Right, so yeah I did just that - disabled HA and have been keeping an eye on the logs as well as general performance in the env. Glad to know my actions align with your recommendations at least 😆
There are a couple of hosts that get a lot of these sorts of messages in the kern.log:
Apr 25 08:15:33 oryx kernel: [276757.645457] vif vif-21-3 vif21.3: Guest Rx ready
Apr 25 08:15:54 oryx kernel: [276778.735509] vif vif-22-3 vif22.3: Guest Rx stalled
Apr 25 08:15:54 oryx kernel: [276778.735522] vif vif-21-3 vif21.3: Guest Rx stalled
Apr 25 08:16:04 oryx kernel: [276788.780828] vif vif-21-3 vif21.3: Guest Rx ready
Apr 25 08:16:04 oryx kernel: [276788.780836] vif vif-22-3 vif22.3: Guest Rx ready
Am I wrong to attribute this to issues within specific VMs (i.e. not a hv performance issue)?
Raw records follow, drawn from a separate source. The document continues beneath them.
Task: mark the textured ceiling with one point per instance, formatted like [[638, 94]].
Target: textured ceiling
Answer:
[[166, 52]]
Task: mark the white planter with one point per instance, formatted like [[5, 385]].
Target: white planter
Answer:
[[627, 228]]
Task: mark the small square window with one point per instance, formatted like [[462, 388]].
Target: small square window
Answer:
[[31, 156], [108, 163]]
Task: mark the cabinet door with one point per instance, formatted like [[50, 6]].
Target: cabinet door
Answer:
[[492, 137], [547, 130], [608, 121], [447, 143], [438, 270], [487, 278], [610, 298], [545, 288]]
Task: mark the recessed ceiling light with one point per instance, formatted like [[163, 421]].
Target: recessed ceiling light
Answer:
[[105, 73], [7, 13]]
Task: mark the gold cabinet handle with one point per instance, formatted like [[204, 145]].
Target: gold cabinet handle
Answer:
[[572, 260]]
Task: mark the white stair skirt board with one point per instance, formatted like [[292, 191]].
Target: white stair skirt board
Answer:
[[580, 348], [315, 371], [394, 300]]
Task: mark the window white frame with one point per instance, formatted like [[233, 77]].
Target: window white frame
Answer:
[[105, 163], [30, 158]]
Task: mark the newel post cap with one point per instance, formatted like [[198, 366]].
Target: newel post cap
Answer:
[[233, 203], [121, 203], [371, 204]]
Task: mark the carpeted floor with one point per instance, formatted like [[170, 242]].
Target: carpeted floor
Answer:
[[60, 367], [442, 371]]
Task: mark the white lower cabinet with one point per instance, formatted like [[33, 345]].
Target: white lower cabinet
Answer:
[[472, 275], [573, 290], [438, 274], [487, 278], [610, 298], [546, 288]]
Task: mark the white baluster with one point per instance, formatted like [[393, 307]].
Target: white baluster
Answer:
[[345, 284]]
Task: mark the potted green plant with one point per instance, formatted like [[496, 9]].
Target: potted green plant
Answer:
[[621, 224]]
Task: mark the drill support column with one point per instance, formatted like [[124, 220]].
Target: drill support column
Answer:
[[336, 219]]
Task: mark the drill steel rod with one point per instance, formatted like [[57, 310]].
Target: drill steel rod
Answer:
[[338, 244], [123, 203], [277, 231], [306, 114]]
I know one of the VMs that causes these is a very old centos 5 testing VM one of my devs use and the messages stop when it's powered down.
Is there any way to easily associate those vifs with the actual VMs they are attached to? My google-foo failed me for that.
Other than that, I noticed my nic firmware is a bit old on the X710-da2's I use so I'm going through and upgrading those with no noticeable changes. I'm fairly hesitant to re-enable HA without tracking down the root cause.